Saddle Up: A Review of Salty Cowboy Taqueria
Mason-jar margaritas and gourmet street tacos work their rugged magic in Zionsville.
Opening a tequila bar in the gingerbread-trimmed village of Zionsville sounds like the kind of business plan one might draw up after too many shots of Patron. And yet there, in that brick-paved neighborhood of boutiques and galleries, hangs a shingle for Salty Cowboy Tequileria. Even more surprising than this place’s existence is the fact that it is packed—on a Tuesday night—with a rowdy, mescal-swilling crowd. Bartenders can hardly keep up with the orders for coconut margaritas, Palomas made with tequila and grapefruit Jarritos, and potent Jalapeño Stings that get their heat from muddled peppers lurking at the bottom of the glass. It’s hard to tell who is having more fun, the little clique of manicured ladies singing over the house music or the servers ducking and diving around each other behind the bar, joking about how they must look just like the bartenders in Coyote Ugly.
The dry-rubbed Lone Star Wings also spend some time in the hickory smoker, enough to give the skin a crisp burnish.
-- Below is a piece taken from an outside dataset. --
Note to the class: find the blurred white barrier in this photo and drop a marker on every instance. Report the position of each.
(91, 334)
This is the kind of scene owner Shari Jenkins imagined four years ago, when she incorporated the name “Salty Cowboy” and set out to find the perfect location for a tacos-and-tequila restaurant in her Boone County hometown. “We have some good Mexican restaurants here, but no one was doing the fresh, Baja California–style food,” says the former teacher, who also owns Noah Grant’s Grill House & Oyster Bar, another popular Zionsville spot.
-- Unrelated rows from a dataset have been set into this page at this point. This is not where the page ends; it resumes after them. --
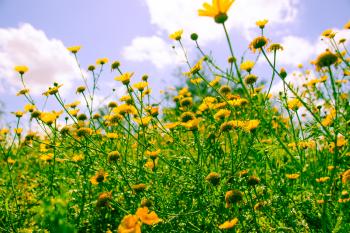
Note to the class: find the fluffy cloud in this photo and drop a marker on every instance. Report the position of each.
(153, 49)
(170, 15)
(48, 60)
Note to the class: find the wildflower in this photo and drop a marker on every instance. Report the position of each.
(52, 90)
(213, 178)
(176, 35)
(293, 176)
(274, 47)
(80, 89)
(253, 180)
(102, 61)
(221, 114)
(329, 33)
(347, 25)
(140, 86)
(261, 23)
(250, 79)
(233, 196)
(225, 89)
(22, 92)
(138, 187)
(91, 68)
(346, 176)
(84, 131)
(129, 224)
(258, 43)
(18, 131)
(229, 224)
(146, 217)
(247, 65)
(21, 69)
(294, 104)
(74, 49)
(153, 154)
(196, 68)
(125, 78)
(218, 10)
(251, 125)
(103, 199)
(77, 158)
(322, 179)
(99, 177)
(194, 36)
(326, 59)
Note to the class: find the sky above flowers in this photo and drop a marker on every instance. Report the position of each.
(136, 33)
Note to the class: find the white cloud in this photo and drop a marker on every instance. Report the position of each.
(153, 49)
(48, 60)
(171, 15)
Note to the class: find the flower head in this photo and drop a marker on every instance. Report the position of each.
(147, 217)
(217, 10)
(74, 49)
(261, 23)
(129, 224)
(229, 224)
(125, 78)
(176, 35)
(21, 69)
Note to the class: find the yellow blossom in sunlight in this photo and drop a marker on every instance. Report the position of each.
(196, 68)
(125, 78)
(21, 69)
(144, 121)
(146, 217)
(52, 90)
(176, 35)
(99, 177)
(293, 176)
(217, 10)
(130, 224)
(261, 23)
(258, 43)
(294, 104)
(329, 33)
(229, 224)
(74, 49)
(347, 25)
(140, 85)
(247, 65)
(102, 61)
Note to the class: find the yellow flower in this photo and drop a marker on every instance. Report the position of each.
(258, 43)
(229, 224)
(146, 217)
(176, 35)
(129, 224)
(292, 176)
(74, 49)
(261, 23)
(21, 69)
(140, 85)
(102, 61)
(218, 10)
(196, 68)
(247, 65)
(99, 177)
(125, 78)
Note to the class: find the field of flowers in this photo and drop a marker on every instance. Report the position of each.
(224, 155)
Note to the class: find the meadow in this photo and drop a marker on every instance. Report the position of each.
(224, 155)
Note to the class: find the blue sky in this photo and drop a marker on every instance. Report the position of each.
(135, 32)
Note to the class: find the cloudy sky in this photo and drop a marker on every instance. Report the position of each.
(136, 32)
Jenkins spent nearly a year renovating a 2,200-square-foot, turn-of-the-century frame house (the former site of Le Dolce Vita Patisserie, which Jenkins remembers as a balloon store when she was growing up), exposing rough ceiling beams and connecting it to an adjacent building so the back of the house could serve as a 21-and-over area while the front dining room drew more of a family crowd—the restaurant version of a mullet. Her casual Tex-Mex menu focuses on 15 mix-and-match street tacos, in combinations such as carne asada with sauteed poblanos and onions; shredded chicken cooked down in Corona with pickled jalapeños, slaw, and habanero-pineapple salsa; and a surprisingly robust meatless taco called Big Rikki, which adds the acidity of sweet-and-spicy slaw and pickled onions to the starchy bulk of verde rice, just-mashed guacamole, and that corn-and-bean party classic, Texas Caviar. Thanks to Jenkins’s seafood connections at Noah Grant’s, fans of the fried-fish taco can enjoy the Pescado, with cabbage and cilantro crema. It’s usually stuffed with fat, flaky portions of battered cod (though it did come disappointingly
paltry and chewy on one visit).
Three tacos make a perfect meal—unless you go straight to the burgers. And if you do, I suggest the Wild Bubba, which has an additional layer of meat: pulled pork doused in agave-beer barbecue sauce. The pork, as well as the pulled chicken, beef brisket, and caramelized beef ribs, is smoked every night onsite. The dry-rubbed Lone Star Wings also spend some time in the hickory smoker, enough to give the skin a crisp burnish. Served as an appetizer, the four whole sauced wings nearly span the basket. They’re sticky and meticulous to eat, but worth the effort. It’s good, manual-labor dining befitting a restaurant that works corrugated metal walls, exposed wood, and a sugar-skull motif into its decor.
As with every great old house, this one has a resident ghost. Jenkins has heard tales from local historians of a woman named Hazel who once lived in the residence and was known for sneaking out the front door at night and then getting arrested for walking around Zionsville drunk. A previous owner had problems with the front door mysteriously opening at midnight, triggering the burglar alarm and numerous police runs. And the first few weeks Salty Cowboy was in business, Jenkins did notice the front door was sometimes open when she arrived in the morning. “But I’m not sure that it wasn’t one of my managers forgetting to lock the door at night,” she says with a laugh. Still, when she found dozens of turn-of-the-century gin bottles buried in the crawl space during the renovation, Jenkins decided to leave them down there. Her reason? “We need to keep a little bit of Hazel in this house.”
If she sticks around, she might have to switch to tequila.